Con el Año Internacional de la Diversidad Biológica que termina, la ONU se propuso concienciar al mundo del problema que implica la desaparición paulatina de especies de plantas y animales; de las cuales no sólo el hombre depende para alimentarse y subsistir. Se ha conocido así conocer, entre otras cosas, los denominados puntos calientes de la biodiversidad o hotspots, que revelan la situación problemática de muchos seres vivientes y su hábitat.

En esa línea es oportuno conocer las particularidades de este vegetal peruano con propiedades alimenticias y medicinales, que ha escapado felizmente de la amenaza que significa el aún incipiente conocimiento y hasta ignorancia total, que respecto a muchas otras especies vivientes, existe todavía en zonas como por ejemplo la selva amazónica considerada entre las de mayor biodiversidad del planeta.

¿Qué es la maca peruana o andina?

Es un tubérculo pequeño y redondeado, de raíz tuberosa del tamaño y forma de un rábano.

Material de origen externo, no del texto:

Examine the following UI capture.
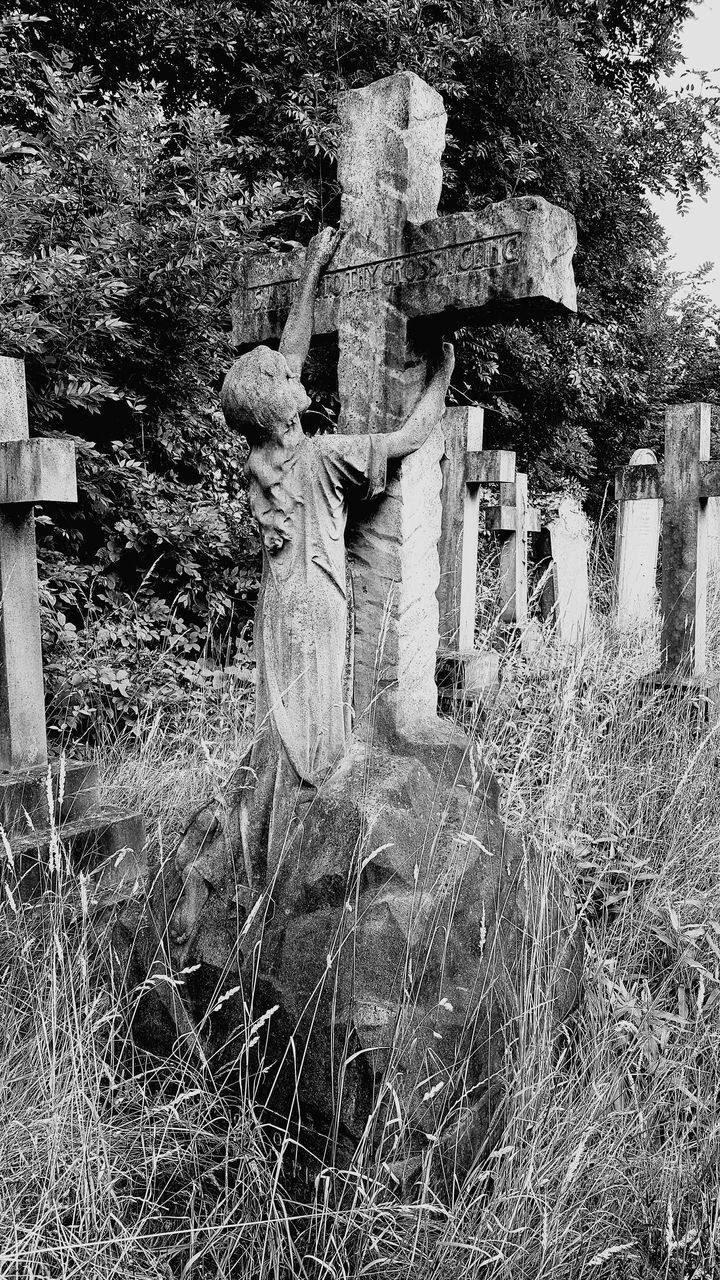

Crece por encima de los 3.800 msnm en la sierra central del Perú, en zonas agrestes e inhóspitas de la Cordillera de los Andes; y su nombre científico es Lepidium peruvianumo, Lepidium meyenii.

A pesar de que algunos cronistas españoles de la conquista y la colonia como Guamán Poma de Ayala, Cobo, De Rivero, Ustariz o Antonio Vásquez de Espinoza, hicieron alusiones a su gran valor nutritivo y al consumo que entre algunos animales y los pobladores andinos tenía; hasta hace unos años era casi desconocida en el resto del país, y por supuesto en el resto del mundo.

Propiedades maca

Se trata a la vez de una raíz de la familia de las crucíferas, de alto valor proteico y que contiene también aminoácidos, vitaminas, minerales y metabolitos secundarios.

Puede se consumida fresca o seca; en el primer caso empleando las raíces crudas o cocidas, y en el segundo todo el vegetal secado generalmente al sol; teniendo en dicho último caso la particularidad añadida de mantener almacenados sus altos niveles de hierro y demás atributos, durante al menos un par de años, aunque después de lo cual sabe algo amargo.

Sólo la raíz seca de maca tiene un valor nutricional comparable a granos de cereal como el arroz o el trigo: 60% de carbohidratos, 10% de proteínas, 8,5% de fibra dietética, y sólo 2,2% de grasas. En tanto que todo el vegetal es rico en minerales esenciales como selenio, calcio, magnesio y el aludido hierro; en derivados benzilados denomindos macaridina; contiene ácidos grasos como el linolénico, el palmítico o el oleico; y polisacáridos.

Primeras investigaciones en torno a la maca de los andes

Dichas particularidades nutritivas, pero principalmente su atribuida, difundida y –al parecer- consecuente propiedad de actuar como estimulante de tipo sexual, es lo que ha suscitado en las algunas décadas un mayor interés mediático centrado no sólo en el ámbito médico y científico; siendo por ende materia de investigación en muchos lugares del mundo.

Ya en el año 1961, la Dra. Chacón Roldán empezó a investigar en el Perú, la actividad fertilizante de la maca en animales; sustentando además al año siguiente su tesis titulada “Estudio fitoquímico de la maca”. Thimoty Allan Jhons presentó en 1980 su tesis con el nombre de "Etnobotánica y fitoquímica de la Maca y la Mashua de los Andes de Sudamérica".

Y entre otros, existe además el estudio de la actividad fertilizante de la maca en seres humanos hombres, de Gustavo F. Gonzáles et al., del año 2001; con el que se consiguió incrementar la cantidad de espermatozoides y su mayor movilidad, mediante un tratamiento durante un período de 3 meses.